The head-to-head with Charles Leclerc tells its own story, but you don’t need a spreadsheet to see it. Leclerc has typically found a lap when Ferrari offers one; Hamilton’s side of the garage has chased balance and predictability and too often found neither. That’s not a talent gap. It’s a team still learning a new driver’s tools and a driver trying to bend an unpredictable car to his hands with very little margin for error.
None of this means Hamilton’s lost the thread. It does mean the SF-25’s envelope has been claustrophobic and its ride compliance compromised. The Turn 9 off in FP3 was the latest example of a car that can sting when pushed beyond a tight setup window. And when you start each weekend a step behind — rookie FP1s don’t help, even if they’re mandatory — the knife edge only gets sharper.

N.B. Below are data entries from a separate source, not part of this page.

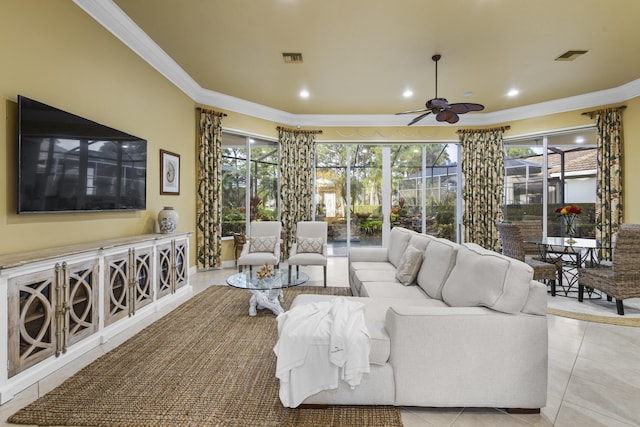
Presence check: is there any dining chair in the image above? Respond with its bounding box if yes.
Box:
[578,224,640,316]
[496,222,559,296]
[238,221,282,272]
[288,221,328,288]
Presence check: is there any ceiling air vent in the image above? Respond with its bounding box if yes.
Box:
[556,50,589,61]
[282,52,302,64]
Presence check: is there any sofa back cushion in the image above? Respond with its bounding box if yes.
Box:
[388,227,412,267]
[442,244,533,313]
[407,233,432,252]
[418,238,460,300]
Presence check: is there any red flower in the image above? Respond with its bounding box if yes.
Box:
[556,205,582,215]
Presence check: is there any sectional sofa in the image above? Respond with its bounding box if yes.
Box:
[282,227,547,412]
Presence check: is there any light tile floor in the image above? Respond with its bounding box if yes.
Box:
[0,258,640,427]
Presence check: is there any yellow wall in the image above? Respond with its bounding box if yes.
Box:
[0,0,195,265]
[0,0,640,265]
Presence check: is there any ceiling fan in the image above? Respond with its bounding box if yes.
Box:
[396,55,484,126]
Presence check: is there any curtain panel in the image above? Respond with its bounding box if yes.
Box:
[196,109,224,270]
[585,106,625,260]
[278,127,321,259]
[458,127,508,251]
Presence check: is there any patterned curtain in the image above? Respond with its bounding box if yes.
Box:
[458,127,509,251]
[585,107,625,260]
[196,109,224,269]
[278,127,322,259]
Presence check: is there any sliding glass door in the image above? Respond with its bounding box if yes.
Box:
[315,143,459,256]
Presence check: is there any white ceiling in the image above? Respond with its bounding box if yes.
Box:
[75,0,640,125]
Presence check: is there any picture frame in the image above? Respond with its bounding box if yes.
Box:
[160,150,180,195]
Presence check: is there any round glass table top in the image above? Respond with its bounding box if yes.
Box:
[227,269,309,290]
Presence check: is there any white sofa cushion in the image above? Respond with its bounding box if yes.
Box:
[290,294,391,365]
[249,236,278,253]
[396,245,424,286]
[442,244,533,313]
[388,227,412,267]
[349,261,396,272]
[360,282,429,299]
[407,233,434,252]
[418,238,460,300]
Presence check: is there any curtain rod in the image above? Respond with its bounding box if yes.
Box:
[198,107,227,117]
[582,105,627,119]
[276,126,322,135]
[456,125,511,133]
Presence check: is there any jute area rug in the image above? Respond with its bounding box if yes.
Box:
[8,286,402,427]
[547,307,640,327]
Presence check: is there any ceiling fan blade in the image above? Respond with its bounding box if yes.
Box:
[451,102,484,114]
[395,108,428,116]
[464,102,484,111]
[449,103,469,114]
[426,98,449,110]
[436,110,460,123]
[407,111,431,126]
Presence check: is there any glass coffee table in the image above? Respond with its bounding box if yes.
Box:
[227,269,309,316]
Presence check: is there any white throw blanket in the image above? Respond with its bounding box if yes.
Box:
[273,297,370,408]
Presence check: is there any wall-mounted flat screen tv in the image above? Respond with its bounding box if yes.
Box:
[18,96,147,213]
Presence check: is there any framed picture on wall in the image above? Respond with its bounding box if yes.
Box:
[160,150,180,195]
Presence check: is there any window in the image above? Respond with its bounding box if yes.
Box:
[221,133,279,237]
[504,129,597,238]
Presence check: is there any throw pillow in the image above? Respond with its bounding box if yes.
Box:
[396,246,423,286]
[249,236,278,253]
[297,237,324,254]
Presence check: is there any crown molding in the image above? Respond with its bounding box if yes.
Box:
[73,0,640,128]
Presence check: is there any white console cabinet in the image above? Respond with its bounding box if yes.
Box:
[0,233,192,404]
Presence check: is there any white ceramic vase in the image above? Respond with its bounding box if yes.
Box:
[158,206,180,234]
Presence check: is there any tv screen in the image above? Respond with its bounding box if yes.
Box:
[18,96,147,213]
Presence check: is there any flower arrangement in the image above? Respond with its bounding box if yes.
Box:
[556,205,582,243]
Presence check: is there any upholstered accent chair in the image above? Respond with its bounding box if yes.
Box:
[496,222,561,296]
[238,221,282,272]
[288,221,328,288]
[578,224,640,316]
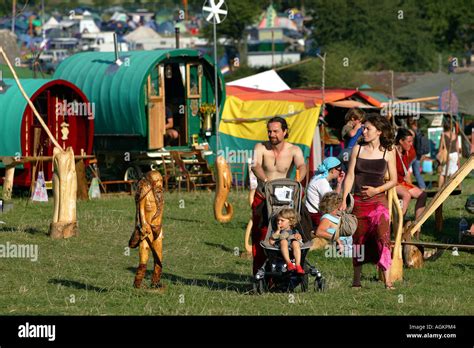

The bigger reset comes fast. Formula 1’s 2026 regulations will flip the script with 50% electrification, sustainable fuels and active aero, and while the first proper runs with the new hardware are slated for late January in Barcelona, that won’t fix Sunday. The off-season is short; the questions are not.
Asked if the winter break will be enough to reset mentally after this bruising first year at Ferrari, Hamilton shrugged: “It’s the shortest break.” Any immediate action plan? “Not at the moment, no. I don’t have any plans for the moment.”
It’s a raw answer, and an honest one. Hamilton’s never been big on theatre when the stopwatch’s verdict is this stark. He knows there’s a difference between a slump and a structural issue, and this season has felt like both at times. Ferrari, for its part, will see the upside: absorb the pain now, cash in when the concept finally breathes. But that’s strategy-deck talk. Right now, it’s a driver walking back to the motorhome after Q1 with the cameras catching every step of a long year.
Can he save something on Sunday? He’ll try — he always does — and Yas Marina can be kind to a patient tyre whisperer. But recovery drives only go so far when the starting spot keeps landing you in the knife-fight corners of the midfield.
This partnership was built for the long game. Tonight, it feels very long indeed.